Researchers at Purdue University have adapted a smartphone to measure an individual’s walking gait in order to prevent falls in those with compromised balance. The technology, which a news release from Purdue University states is being commercialized as SmartGait, is built to serve as a tool to assist healthcare officials in assessing an individual’s risk of falling and identifying ways to avoid injury.
In the release, Shirley Rietdyk, PhD, associate professor in Purdue University’s Department of Health and Kinesiology and a faculty associate with Purdue’s Center on Aging and the Life Course, explains a common challenge faced in fall prevention. “We know that people who are more likely to fall have slower gait speeds and variable stride time, step length, and step width. But it’s hard to gather that information in an everyday environment,” Rietdyk says.
The new SmartGait system is designed to capture gait length and gait width, according to Babak Ziaie, PhD, professor in the School of Electrical and Computer Engineering and Weldon School of Biomedical Engineering.

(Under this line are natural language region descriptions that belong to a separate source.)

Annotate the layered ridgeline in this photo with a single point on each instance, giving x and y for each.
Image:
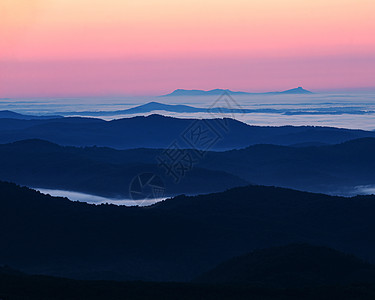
(345, 168)
(177, 239)
(218, 92)
(296, 265)
(157, 131)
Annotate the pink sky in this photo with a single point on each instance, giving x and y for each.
(82, 47)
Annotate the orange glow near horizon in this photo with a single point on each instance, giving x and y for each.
(47, 32)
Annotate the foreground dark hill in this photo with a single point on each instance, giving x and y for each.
(7, 114)
(269, 267)
(177, 239)
(337, 169)
(99, 171)
(298, 265)
(103, 171)
(17, 287)
(156, 131)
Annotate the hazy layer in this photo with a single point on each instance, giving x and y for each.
(350, 110)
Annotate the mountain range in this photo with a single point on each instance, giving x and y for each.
(157, 131)
(218, 92)
(335, 169)
(177, 239)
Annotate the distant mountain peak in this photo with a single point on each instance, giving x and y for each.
(184, 92)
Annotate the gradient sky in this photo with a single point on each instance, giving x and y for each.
(114, 47)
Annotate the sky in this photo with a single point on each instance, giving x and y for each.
(149, 47)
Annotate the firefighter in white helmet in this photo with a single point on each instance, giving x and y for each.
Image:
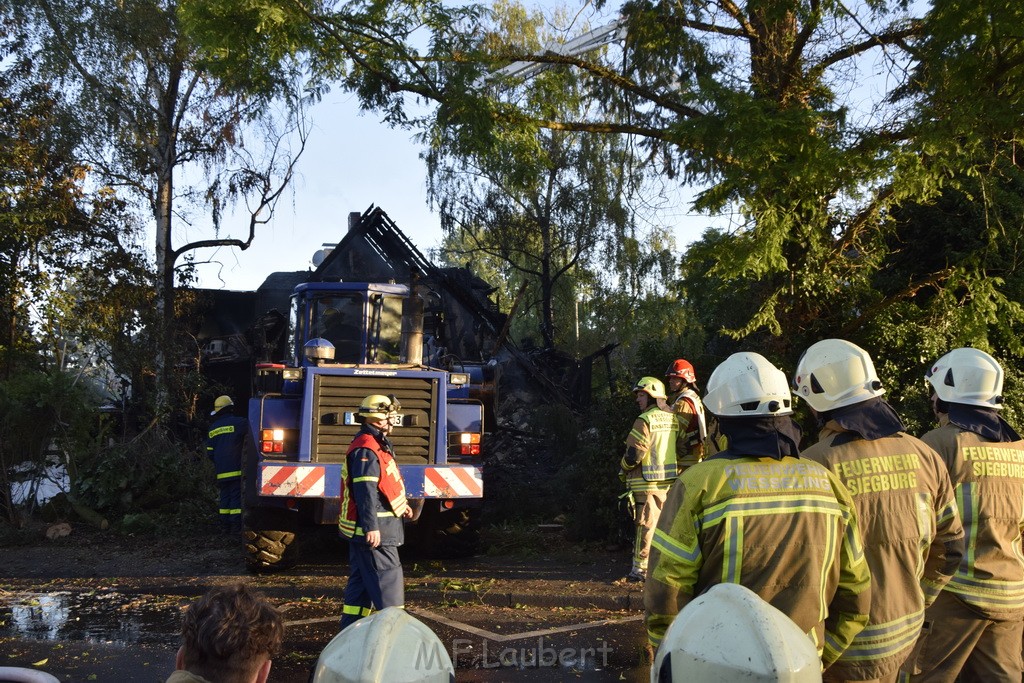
(974, 628)
(912, 535)
(681, 381)
(390, 646)
(373, 504)
(759, 515)
(730, 634)
(648, 466)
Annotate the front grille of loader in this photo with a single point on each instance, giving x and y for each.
(340, 394)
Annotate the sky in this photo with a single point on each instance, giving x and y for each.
(350, 162)
(353, 161)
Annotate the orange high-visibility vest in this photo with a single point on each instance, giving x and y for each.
(389, 483)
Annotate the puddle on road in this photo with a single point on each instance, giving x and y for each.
(94, 616)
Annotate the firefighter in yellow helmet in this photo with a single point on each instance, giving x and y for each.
(223, 446)
(681, 382)
(974, 629)
(373, 504)
(648, 466)
(912, 535)
(760, 515)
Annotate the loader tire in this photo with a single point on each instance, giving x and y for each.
(269, 544)
(449, 534)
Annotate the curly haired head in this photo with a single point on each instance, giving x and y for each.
(228, 634)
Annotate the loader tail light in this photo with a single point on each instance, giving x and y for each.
(464, 443)
(272, 440)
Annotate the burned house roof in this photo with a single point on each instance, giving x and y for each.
(375, 249)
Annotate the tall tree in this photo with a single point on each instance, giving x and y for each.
(549, 204)
(57, 227)
(153, 114)
(807, 123)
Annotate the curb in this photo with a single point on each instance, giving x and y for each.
(631, 600)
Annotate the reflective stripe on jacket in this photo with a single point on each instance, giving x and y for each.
(653, 435)
(988, 477)
(223, 445)
(912, 539)
(373, 492)
(692, 427)
(784, 528)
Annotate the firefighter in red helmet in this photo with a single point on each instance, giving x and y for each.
(682, 384)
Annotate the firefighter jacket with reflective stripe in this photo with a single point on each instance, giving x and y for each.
(223, 445)
(653, 439)
(988, 479)
(692, 427)
(784, 528)
(912, 539)
(373, 496)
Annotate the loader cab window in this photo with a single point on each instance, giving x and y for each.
(295, 317)
(385, 329)
(339, 319)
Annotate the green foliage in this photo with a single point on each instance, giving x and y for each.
(148, 474)
(45, 419)
(591, 472)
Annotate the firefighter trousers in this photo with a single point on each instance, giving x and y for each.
(956, 641)
(646, 514)
(375, 581)
(230, 505)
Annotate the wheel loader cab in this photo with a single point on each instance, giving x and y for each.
(363, 322)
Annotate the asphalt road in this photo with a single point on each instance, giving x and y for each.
(121, 630)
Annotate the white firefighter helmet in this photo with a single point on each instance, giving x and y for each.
(968, 376)
(378, 407)
(730, 634)
(220, 403)
(652, 386)
(389, 646)
(835, 373)
(745, 384)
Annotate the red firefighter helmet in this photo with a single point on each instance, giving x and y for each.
(682, 368)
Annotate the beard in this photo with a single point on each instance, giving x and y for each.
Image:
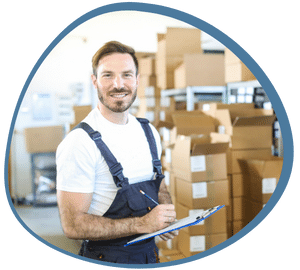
(118, 106)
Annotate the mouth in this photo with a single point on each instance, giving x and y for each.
(118, 95)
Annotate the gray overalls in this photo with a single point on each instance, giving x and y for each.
(129, 202)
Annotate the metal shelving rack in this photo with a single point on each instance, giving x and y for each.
(45, 198)
(194, 94)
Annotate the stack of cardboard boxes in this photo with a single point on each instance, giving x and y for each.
(249, 133)
(262, 176)
(171, 48)
(194, 183)
(235, 69)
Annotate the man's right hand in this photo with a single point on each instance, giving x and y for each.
(159, 218)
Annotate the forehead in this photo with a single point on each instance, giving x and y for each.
(116, 62)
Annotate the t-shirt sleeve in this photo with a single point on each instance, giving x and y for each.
(75, 163)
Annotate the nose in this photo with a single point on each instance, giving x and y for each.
(118, 82)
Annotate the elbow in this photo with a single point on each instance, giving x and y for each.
(71, 233)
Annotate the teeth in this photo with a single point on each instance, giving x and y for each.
(119, 95)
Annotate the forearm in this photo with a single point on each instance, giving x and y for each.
(93, 227)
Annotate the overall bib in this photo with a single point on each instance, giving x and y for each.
(129, 202)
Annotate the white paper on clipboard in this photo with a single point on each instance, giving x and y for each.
(179, 224)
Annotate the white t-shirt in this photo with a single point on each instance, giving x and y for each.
(82, 168)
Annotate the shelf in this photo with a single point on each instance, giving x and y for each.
(206, 92)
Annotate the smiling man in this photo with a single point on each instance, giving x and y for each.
(103, 164)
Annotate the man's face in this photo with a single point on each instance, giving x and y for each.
(116, 82)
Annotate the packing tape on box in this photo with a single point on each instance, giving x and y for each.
(209, 168)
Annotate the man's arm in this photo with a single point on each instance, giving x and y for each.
(78, 224)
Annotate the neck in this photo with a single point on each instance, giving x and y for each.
(116, 118)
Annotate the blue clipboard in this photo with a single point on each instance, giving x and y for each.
(179, 224)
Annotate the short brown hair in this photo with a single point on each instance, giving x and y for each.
(113, 47)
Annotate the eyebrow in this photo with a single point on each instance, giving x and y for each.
(126, 71)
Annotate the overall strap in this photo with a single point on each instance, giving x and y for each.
(115, 167)
(157, 167)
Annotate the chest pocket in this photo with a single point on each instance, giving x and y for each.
(138, 206)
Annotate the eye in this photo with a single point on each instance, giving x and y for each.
(128, 75)
(106, 75)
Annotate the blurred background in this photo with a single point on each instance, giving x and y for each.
(189, 84)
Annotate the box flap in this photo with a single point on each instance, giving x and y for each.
(209, 148)
(273, 167)
(267, 120)
(166, 124)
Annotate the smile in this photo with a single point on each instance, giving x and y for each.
(119, 95)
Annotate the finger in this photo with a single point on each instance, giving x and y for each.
(168, 236)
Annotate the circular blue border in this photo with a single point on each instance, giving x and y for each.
(242, 53)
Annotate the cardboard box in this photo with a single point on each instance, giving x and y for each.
(192, 245)
(195, 161)
(43, 139)
(216, 223)
(234, 156)
(238, 73)
(187, 123)
(248, 129)
(238, 185)
(262, 175)
(165, 80)
(245, 209)
(202, 194)
(238, 225)
(235, 69)
(147, 66)
(200, 70)
(178, 41)
(145, 82)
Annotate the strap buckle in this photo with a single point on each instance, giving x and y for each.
(157, 166)
(95, 135)
(117, 171)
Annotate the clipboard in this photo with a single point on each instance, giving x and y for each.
(179, 224)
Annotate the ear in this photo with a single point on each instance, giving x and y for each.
(94, 80)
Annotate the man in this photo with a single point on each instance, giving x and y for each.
(104, 163)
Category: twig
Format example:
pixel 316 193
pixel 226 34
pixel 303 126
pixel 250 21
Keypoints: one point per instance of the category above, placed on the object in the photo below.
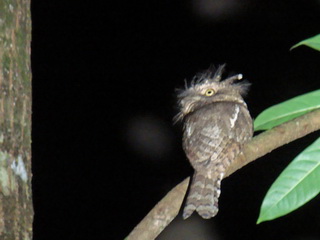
pixel 167 209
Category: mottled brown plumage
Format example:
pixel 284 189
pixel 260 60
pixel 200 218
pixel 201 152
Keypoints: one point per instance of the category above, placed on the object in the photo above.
pixel 216 125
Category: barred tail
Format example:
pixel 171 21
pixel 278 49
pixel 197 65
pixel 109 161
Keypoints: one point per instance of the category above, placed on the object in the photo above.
pixel 203 196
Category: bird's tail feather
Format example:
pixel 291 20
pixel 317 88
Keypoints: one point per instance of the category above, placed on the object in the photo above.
pixel 203 196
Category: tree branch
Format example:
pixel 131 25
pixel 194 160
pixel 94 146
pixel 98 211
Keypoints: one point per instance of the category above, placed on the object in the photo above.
pixel 168 208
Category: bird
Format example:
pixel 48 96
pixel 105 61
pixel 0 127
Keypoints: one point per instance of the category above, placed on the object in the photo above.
pixel 216 125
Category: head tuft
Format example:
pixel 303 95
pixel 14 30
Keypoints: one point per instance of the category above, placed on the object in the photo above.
pixel 194 96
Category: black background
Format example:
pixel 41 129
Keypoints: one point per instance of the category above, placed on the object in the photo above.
pixel 105 150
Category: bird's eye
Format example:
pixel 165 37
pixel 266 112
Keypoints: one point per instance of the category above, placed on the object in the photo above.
pixel 209 92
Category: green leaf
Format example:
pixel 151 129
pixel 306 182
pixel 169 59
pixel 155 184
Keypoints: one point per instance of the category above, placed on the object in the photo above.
pixel 287 110
pixel 295 186
pixel 313 42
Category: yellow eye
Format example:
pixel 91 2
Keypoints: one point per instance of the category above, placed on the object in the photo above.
pixel 209 92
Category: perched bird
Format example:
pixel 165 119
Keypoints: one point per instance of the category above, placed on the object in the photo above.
pixel 216 125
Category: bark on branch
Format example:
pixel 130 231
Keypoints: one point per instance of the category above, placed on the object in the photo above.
pixel 167 209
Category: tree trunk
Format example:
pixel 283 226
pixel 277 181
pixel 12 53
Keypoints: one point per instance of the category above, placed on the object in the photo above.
pixel 16 212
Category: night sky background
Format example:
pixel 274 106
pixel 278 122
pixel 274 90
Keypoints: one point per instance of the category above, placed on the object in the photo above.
pixel 105 149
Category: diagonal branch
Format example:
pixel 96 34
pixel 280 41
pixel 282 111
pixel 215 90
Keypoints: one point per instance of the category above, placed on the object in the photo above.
pixel 168 208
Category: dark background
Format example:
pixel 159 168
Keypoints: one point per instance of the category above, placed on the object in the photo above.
pixel 105 150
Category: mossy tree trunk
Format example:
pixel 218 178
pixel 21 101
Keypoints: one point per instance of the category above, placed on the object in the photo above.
pixel 16 211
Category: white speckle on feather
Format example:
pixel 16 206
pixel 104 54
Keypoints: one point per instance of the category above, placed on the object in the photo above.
pixel 19 168
pixel 234 116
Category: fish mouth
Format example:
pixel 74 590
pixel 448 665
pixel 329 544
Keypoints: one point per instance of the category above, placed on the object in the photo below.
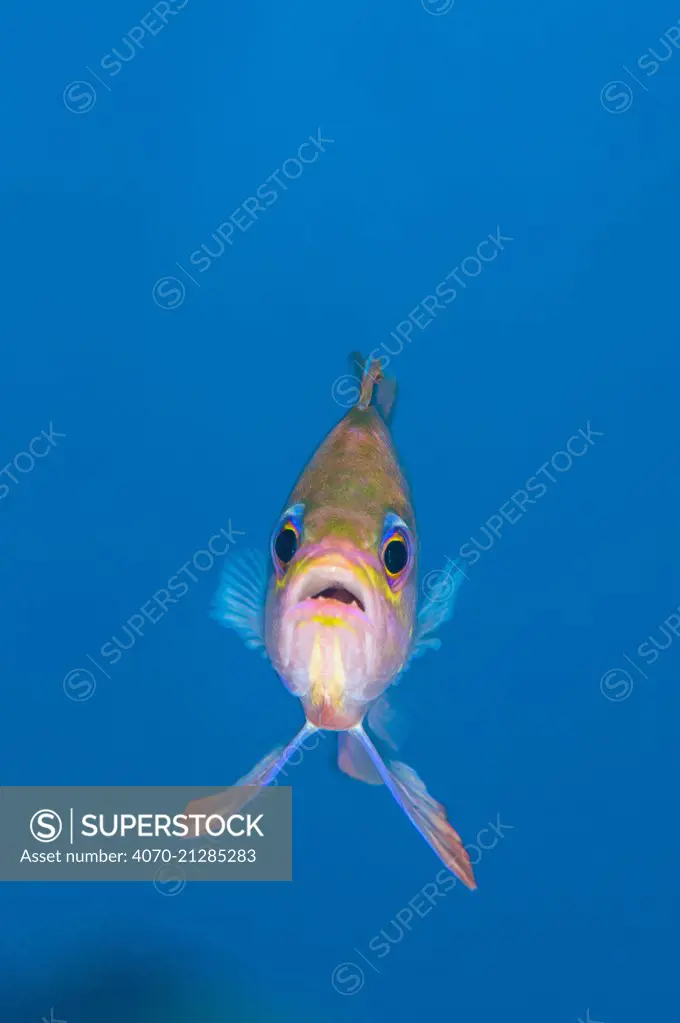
pixel 341 593
pixel 336 585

See a video of the technology in action.
The release notes that the researchers adapted a conventional smartphone with a downward-looking, wide-angle lens and a special app engineered to allow the phone to record and calculate gait measurements. The smartphone is worn on the waist, and the system then records gait by measuring the distance between colored “foot markers” attached to the tip of each shoe. The researchers’ findings will appear in a paper to be presented during the International Society for Posture & Gait Research 2014 World Congress, June 29 to July 3, in Vancouver.
SmartGait’s performance mirrors a laboratory system that uses sensors and infrared-emitting diodes to measure gait, researchers explain.
Ziaie states that, “People can wear it walking upstairs, downstairs, outside, shopping, whatever they do during a normal day. We believe this device will be highly beneficial for researchers and clinicians who conduct gait assessments in the field.”